An Accredited Investors is a person or entity meeting specific financial criteria, allowing them to access investment opportunities not available to the general public. In the exception mentioned in Article 1(4)(a) of the Prospectus Regulation, a 'qualified investor' refers to a person or entity listed in points (1) to (4) of Section I of Annex II to MiFID II. This includes those treated as professional clients upon request or recognized as eligible counterparties unless they've chosen to be treated as non-professional clients.
Qualified investors encompass:
- Entities required to be authorized or regulated to operate in financial markets, including:
- Banks
- Investment firms
- Insurance companies
- Pension funds
- Other financial institutions regulated by EU or national law
- National and regional governments, central banks, and international organizations like the World Bank.

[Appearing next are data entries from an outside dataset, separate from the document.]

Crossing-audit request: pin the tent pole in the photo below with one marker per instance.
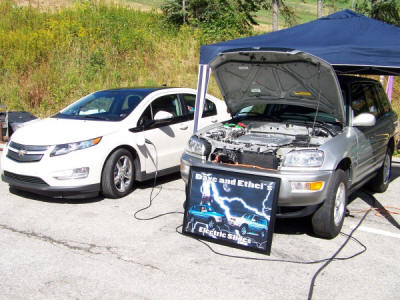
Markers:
(202, 86)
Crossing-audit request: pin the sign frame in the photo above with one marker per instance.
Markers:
(229, 232)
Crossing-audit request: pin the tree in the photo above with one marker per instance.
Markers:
(278, 7)
(319, 9)
(384, 10)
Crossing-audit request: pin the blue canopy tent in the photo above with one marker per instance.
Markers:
(351, 43)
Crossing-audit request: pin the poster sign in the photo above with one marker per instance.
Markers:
(231, 208)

- Other institutional investors primarily involved in financial instrument investments, including securitization entities.

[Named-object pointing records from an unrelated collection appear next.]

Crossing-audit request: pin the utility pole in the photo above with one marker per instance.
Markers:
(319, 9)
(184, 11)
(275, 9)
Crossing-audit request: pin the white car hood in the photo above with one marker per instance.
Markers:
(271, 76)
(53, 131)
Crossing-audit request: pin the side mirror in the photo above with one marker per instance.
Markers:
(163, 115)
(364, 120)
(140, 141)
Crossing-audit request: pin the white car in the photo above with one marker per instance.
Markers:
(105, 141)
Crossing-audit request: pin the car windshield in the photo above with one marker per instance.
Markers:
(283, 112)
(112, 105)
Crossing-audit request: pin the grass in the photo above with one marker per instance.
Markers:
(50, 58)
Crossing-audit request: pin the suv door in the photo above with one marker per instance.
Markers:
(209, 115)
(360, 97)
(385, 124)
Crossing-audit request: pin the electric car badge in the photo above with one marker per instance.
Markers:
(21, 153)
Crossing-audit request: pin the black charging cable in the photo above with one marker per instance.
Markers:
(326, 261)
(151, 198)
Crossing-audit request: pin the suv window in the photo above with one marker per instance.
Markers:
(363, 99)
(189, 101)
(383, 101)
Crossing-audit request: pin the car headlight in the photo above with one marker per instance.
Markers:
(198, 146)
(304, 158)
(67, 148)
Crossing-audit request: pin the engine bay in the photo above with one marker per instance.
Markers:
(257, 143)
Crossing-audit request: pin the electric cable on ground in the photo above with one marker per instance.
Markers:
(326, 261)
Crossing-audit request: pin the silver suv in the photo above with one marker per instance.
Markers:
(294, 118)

Certain entities from the list, such as investment firms and banks, are considered eligible counterparties. Individuals or entities meeting at least two of the following criteria can be treated as professionals upon request:
- Regularly conducting significant transactions in the market.

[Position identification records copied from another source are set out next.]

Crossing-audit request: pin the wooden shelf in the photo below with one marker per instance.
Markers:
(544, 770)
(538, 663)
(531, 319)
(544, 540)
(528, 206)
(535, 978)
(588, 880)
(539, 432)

- Having a financial portfolio exceeding €500,000.
- Having worked in the financial sector for at least a year in a role requiring knowledge of financial transactions.
Entities not falling into these categories are considered under a broader definition of qualified investors."
As a European Investor, how is my investment held via KAPITAL considered?
Based on the assessment from our lawyer A&O Shearman, investments made via KAPITAL are considered to be Securities structured as Investment Notes or Certificates. Generally, European investors are considered to hold their interest in the underlying asset directly.
What accounting method is used for KAPITAL's SPVs?
KAPITAL uses two different valuation methods, based on the type of investment made in a SPV and the ongoing reporting on the Net Asset Value ("NAV").
- For direct private company stocks, where fluctuation in valuation is difficult to assess in between financing rounds; KAPITAL uses the Luxembourg Generally Accepted Accounting Principles ("LUX GAAP") method at-cost and with impairment.
- For VC/PE Fund investments or real-estate investments, the valuation is prepared in accordance with International Financial Reporting Standards ("IFRS") as adopted by the European Union and prepared by a professional accounting firm registered with the Financial Sector Supervisory Commission ("CSSF") in Luxembourg as Professional of the Financial Sector ("PSF").
How are currency exchange handled?
Generally, currency exchange are handled by the bank of the subscribing Investor. For each transaction, assets and liabilities denominated in currencies other than the base currency of each investment are translated into the base currency at the exchange rate prevailing at the transaction date.
What document will KAPITAL provide for my annual tax return?
KAPITAL provides an annual statement on the status of each investors portfolio at year end. This statement will include for each investment made:
- The date of investment;
- The amount invested;
- The name of the underlying asset;
- The type of underlying asset;
- The % ownership within each specific SPV;
- Any change in the asset valuation at year end;
How should I report my investments as part of my annual tax return?
KAPITAL cannot provide tax or legal advice. Instead, we provide investors with a standardised annual statement (see above) which investors can share with their own accountant in order to prepare their tax return.
Please note that the taxation of an investment might vary based on the underlying asset you're investing into; therefore it is always recommended to seek independent professional opinion before investing or when deemed necessary.